Karuvannur bank fraud: Rs 175 crore remains unaccounted

Karuvannur Cooperative Bank
Congress activists protesting in front of Karuvannur Cooperative Bank. FILE PHOTO: Manorama

Thrissur: While the Revenue Department is recovering Rs 125.83 crore from the accused persons involved in the Rs 300-crore fraud that occurred in the Karuvannur Cooperative Bank in Thrissur, the remaining Rs 175 crore remains unaccounted.

Allegations are rife that political pressure had been exerted to reduce the liability of the accused to Rs 125 crore by claiming that there is no apparent evidence of their involvement in the crime, even though a forensic examination of the accounts by three senior auditors over a period of two years had found that there was an embezzlement of Rs 300 crore from the bank.

There are also indications that this is part of attempts being made to play down the extent of the fraud. Revenue recovery proceedings were started in March last, based on the report of the Joint Registrar of Cooperatives, after no one repaid the money even after they were given sufficient time to do so.

Although investigations, including that conducted by the Crime Branch, had found that there were large-scale fraudulent operations in giving loans and accepting deposits under the two governing boards of the CPM in the Karuvannur bank from 2014, only members of the second governing board and bank employees have been listed as the accused.

District Collector V R Krishna Teja ordered recovery of Rs 125.83 crore from 24 of these persons. Among them, only members of the governing board have been imposed amounts proportional to the defrauded amount. Commission agent Bijoy, who has been found to have perpetrated a fraud of Rs 35.65 crore, has been asked to pay back only Rs 20.72 lakh.

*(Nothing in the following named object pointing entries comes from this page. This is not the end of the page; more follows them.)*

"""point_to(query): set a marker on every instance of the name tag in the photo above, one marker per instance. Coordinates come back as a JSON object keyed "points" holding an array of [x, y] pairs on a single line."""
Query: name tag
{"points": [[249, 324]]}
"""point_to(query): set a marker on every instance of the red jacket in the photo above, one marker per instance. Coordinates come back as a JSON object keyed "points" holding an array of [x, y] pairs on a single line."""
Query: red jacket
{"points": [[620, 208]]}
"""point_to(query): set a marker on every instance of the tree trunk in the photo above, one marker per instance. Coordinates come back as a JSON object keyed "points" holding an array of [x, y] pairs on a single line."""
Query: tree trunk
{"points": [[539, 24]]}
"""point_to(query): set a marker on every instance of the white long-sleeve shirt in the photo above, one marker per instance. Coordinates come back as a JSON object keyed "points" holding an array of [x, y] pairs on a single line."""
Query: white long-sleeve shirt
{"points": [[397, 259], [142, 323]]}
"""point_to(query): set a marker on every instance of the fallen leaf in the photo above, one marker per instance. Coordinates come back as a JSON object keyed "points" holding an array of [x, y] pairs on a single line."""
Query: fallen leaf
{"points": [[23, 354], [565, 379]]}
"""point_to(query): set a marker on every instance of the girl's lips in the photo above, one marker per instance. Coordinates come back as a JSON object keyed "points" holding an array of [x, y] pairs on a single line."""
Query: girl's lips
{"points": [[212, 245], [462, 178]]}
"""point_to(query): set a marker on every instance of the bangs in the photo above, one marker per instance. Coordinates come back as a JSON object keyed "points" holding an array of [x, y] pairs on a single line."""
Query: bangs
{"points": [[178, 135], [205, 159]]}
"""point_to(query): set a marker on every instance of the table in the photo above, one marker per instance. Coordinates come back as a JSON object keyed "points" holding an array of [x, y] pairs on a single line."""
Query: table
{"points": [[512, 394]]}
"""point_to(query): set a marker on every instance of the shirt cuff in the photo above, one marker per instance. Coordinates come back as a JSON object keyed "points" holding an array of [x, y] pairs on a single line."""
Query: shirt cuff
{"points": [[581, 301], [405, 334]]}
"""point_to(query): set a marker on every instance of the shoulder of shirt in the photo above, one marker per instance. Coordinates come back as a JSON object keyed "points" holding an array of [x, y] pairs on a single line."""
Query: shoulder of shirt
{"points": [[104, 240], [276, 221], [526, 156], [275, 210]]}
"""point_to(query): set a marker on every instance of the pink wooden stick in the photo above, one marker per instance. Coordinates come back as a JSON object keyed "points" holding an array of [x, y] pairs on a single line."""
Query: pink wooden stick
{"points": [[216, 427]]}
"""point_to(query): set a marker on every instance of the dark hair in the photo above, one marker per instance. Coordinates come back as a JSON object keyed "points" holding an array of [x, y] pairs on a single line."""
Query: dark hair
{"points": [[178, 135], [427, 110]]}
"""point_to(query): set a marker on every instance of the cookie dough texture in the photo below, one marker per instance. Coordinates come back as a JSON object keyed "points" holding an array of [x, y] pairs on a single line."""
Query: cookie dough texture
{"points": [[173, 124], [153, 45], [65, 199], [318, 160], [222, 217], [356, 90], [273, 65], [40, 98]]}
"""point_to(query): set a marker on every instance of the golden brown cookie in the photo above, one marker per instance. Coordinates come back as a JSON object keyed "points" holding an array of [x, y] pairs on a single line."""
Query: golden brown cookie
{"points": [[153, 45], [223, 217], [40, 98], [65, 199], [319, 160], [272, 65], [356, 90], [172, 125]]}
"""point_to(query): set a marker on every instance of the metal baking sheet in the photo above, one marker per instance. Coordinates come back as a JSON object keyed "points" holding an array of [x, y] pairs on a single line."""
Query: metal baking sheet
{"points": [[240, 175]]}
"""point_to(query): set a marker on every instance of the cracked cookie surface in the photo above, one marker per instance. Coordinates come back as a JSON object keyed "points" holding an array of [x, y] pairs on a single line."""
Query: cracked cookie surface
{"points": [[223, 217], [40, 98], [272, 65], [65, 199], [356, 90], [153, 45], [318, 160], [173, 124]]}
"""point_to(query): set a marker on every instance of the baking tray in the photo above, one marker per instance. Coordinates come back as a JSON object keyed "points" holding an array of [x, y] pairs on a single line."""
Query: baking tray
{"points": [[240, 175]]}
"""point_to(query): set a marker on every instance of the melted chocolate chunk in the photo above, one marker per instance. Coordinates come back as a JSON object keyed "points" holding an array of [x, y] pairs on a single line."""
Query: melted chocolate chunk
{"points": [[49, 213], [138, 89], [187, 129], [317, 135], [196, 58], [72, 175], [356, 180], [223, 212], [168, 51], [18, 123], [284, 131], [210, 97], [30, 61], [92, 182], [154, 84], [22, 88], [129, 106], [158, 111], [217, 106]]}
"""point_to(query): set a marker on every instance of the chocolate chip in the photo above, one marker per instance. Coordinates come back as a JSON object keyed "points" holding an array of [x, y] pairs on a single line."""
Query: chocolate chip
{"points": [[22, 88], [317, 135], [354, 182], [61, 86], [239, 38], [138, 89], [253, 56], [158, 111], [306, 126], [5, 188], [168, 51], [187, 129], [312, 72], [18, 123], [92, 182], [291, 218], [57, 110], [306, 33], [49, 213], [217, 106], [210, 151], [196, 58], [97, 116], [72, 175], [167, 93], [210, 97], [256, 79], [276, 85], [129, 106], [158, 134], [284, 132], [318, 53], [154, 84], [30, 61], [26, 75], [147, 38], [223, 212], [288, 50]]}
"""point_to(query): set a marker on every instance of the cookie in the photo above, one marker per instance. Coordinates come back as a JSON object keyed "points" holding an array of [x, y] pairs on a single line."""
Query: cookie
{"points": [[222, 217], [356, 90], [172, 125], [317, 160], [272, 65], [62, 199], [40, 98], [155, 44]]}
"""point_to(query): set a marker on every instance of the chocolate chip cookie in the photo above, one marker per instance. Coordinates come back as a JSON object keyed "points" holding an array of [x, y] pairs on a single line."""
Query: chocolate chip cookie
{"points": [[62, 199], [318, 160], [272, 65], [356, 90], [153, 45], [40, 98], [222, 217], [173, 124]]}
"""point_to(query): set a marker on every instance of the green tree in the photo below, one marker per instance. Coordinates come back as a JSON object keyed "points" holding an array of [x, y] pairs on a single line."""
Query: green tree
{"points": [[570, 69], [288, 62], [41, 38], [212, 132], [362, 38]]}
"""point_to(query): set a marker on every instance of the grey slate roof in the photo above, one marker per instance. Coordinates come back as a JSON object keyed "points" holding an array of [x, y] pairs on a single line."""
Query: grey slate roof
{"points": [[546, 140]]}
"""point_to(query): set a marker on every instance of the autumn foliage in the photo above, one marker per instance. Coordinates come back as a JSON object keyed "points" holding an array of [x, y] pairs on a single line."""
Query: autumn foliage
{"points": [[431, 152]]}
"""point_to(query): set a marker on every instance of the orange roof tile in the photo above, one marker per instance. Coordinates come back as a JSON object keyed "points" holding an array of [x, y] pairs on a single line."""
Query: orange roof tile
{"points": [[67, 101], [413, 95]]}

Similarly, while it was found that the bank manager, Biju Karim, had swindled the bank of Rs 25.85 crore, has to repay only Rs 12.16 crore. C K Jills, former accountant of the bank, who had embezzled Rs 5.73 crore, will have to pay back only Rs 19.99 lakh. The official explanation is that evidence of their culpability in the fraud has been found only to the extent of these amounts.

However, even if Rs 125 crore is realised through revenue recovery, that will not be a solution to the distress of the depositors of the Karuvannur Bank who have lost their money.

The bank has to repay around Rs 141 crore to investors in just the different deposit schemes. There are other categories of depositors too. There are also cases of people being saddled with the liability of repaying loans that they had never taken.

The present situation is such that Rs 175 crore that had been embezzled through various ways including the purported loans, remains accountant for. The liability of the accused came down to Rs 125 crore close on the heels of the extent of the embezzlement being pegged at Rs 227 crore in the Crime Branch investigation into the Rs 300-crore fraud.

MV Suresh, the petitioner in the case and chairman of the Janakeeya Prathirodha Samithi (People’s Resistance Forum) alleged that there was a political conspiracy behind the reduction of the liability of the accused to Rs 125 crore. The figures in the report of the Joint Registrar are wrong, he said. The fraud was being perpetuated by reducing the liability of the accused, Suresh said.

Bijoy invested loot in Dubai and China? ED to investigate

It is learnt that commission agent, A K Bijoy, who swindled money from the Karuvannur Cooperative Bank, invested the money in Dubai, China, Singapore, and Thailand. The Enforcement Directorate (ED) is scrutinising in detail the travels undertaken by Bijoy to these places.

The links Bijoy has with the business that his relative is running in China are also under investigation.